I guess my world tour affected me in other areas too. Things that I always believed theoretically I now believe very deeply. Like the more material things we possess, the less we trust in God. I'm not even sure we need so much Christian music. When we become a Christian and have adequately been encouraged by listening to Christian artists, and buying Christian records and tapes, shouldn't we outgrow that and get to the point where we don't need to hear gospel music any more? Shouldn't we mature beyond the stage of being so reliant upon music? To some people it becomes a habit, an addiction to 'pop' Christianity. But shouldn't we get past all this pleasant sounding milk of encouragement and go on to the meat of the scriptures, the other things which Paul apparently thought were basics, like raising people from the dead, you know, easy things like that? Shouldn't we get beyond these first interests like Christian concerts and Jesus music records, and go on to the real substance of the scriptures? For two thousand years we have been practising Christianity, but instead of coming to understand more and more of the significance of the scriptures, it seems like we are moving further away from understanding the profound revelation of what it means to follow Christ. And I don't think we have evolved as a civilisation. I think we are going backwards. I think there must have been a high period several centuries ago, during which the summit of man's spiritual awareness and the summit of his scientific understanding and his respect for humanity also blended with his technology. There must have been a point where all of man's perceptions peaked, and that must have been a golden era for man's spirit and his soul, and I think we've long passed that moment.
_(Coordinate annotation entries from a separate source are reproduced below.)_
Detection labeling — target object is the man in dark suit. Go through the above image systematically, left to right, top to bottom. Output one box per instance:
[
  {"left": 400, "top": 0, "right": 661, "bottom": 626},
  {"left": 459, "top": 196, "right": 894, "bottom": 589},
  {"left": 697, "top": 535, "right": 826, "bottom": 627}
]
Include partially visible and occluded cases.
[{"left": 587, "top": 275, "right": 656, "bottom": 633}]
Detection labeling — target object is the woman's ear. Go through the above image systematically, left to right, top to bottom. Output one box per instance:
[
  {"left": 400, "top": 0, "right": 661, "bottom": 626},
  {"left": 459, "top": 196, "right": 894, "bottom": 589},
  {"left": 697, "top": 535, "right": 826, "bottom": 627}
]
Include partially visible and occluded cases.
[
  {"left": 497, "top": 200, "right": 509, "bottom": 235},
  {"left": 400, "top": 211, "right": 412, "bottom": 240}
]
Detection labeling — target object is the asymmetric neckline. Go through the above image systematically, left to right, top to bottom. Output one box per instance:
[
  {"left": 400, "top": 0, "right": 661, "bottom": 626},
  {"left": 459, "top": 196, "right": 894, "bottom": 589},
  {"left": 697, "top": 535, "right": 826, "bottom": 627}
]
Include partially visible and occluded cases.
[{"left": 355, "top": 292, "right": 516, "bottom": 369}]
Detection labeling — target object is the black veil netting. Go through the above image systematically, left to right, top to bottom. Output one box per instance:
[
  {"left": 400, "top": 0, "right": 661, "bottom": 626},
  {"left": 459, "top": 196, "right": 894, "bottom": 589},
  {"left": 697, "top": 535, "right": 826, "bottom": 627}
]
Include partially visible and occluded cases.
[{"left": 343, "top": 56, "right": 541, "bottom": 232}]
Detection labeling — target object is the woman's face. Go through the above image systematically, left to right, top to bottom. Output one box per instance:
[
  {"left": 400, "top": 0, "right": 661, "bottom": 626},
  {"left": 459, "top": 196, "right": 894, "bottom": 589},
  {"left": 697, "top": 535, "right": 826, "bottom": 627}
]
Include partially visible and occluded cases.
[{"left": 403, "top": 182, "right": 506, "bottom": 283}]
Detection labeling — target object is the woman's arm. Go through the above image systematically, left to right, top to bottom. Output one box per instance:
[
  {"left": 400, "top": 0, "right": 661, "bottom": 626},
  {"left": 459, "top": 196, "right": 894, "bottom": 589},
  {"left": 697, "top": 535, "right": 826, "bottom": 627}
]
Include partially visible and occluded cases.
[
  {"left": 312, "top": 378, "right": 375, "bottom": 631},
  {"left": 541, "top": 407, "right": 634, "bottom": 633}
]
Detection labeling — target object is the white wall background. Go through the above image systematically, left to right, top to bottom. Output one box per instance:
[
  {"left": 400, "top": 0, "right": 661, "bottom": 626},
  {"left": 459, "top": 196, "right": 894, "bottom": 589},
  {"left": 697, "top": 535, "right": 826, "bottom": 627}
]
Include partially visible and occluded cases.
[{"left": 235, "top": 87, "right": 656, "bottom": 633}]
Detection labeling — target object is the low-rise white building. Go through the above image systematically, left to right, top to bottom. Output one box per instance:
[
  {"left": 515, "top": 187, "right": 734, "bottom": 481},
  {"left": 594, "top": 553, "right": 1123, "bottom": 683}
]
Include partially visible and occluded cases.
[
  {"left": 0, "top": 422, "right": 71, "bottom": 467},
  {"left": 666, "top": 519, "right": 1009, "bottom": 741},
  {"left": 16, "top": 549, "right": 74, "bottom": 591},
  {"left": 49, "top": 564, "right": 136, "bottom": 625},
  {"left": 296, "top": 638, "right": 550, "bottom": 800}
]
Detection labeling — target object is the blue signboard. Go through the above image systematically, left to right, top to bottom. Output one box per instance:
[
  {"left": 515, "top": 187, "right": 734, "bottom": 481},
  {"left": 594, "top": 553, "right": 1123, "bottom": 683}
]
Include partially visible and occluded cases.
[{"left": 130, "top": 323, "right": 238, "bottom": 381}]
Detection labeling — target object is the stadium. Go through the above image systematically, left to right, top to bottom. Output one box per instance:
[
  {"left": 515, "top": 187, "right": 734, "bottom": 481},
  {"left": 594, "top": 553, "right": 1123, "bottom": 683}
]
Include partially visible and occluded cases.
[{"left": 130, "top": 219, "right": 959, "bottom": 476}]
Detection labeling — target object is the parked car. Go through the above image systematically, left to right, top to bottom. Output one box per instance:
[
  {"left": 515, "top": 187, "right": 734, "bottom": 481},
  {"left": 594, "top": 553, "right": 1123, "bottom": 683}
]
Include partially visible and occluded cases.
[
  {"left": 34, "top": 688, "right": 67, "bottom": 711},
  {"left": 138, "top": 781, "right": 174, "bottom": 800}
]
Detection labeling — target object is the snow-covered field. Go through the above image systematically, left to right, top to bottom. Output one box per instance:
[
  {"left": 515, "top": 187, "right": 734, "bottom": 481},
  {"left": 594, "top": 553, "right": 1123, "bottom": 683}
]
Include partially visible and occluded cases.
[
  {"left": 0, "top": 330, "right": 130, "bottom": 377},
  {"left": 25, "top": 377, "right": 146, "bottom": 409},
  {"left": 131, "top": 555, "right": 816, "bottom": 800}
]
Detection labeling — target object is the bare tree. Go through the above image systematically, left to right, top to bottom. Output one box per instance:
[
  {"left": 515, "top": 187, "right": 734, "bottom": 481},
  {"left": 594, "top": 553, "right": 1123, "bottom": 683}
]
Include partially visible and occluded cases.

Our technology has now greatly overtaken our spiritual perceptions, which is something I tried to get at when I wrote If God Is My Father. I said,

Once we were happy
Once in the garden
But then a lie broke the stillness
And our hearts began to harden.
And hoping to be wiser man has reached too far
Sometimes I think that we've advanced
But then I look at where we are!

In hoping to be wiser, Adam reached out to Eve and also took the apple. But modern Adam, hoping also to be wiser, has reached out to things like the moon, abandoning God to put his faith in science; abandoning God's balance in nature by raping the earth's natural resources for financial profit. If you look simply to human technology for proof of man's wisdom and spiritual growth, you would probably say that mankind is 'improving'. But I look at where we are and I realize that we're just going backwards. Society is dissolving, culture is crumbling. If the universe is expanding as Einstein believed, maybe it's going to snap apart at some moment, and perhaps Christ is going to come right through that broken space. God says He stretches the heavens over the empty place in the north. Maybe that's the place where scientists have just discovered the little black star, the dark star, you know, the negative stars or whatever they ... Yes. Maybe that's where Christ is going to pop out and say, Surprise! I can't let mankind go on much longer because, although you didn't evolve from monkeys and cave men, if I let you go on much longer you might just end up not knowing whether you are human or animal!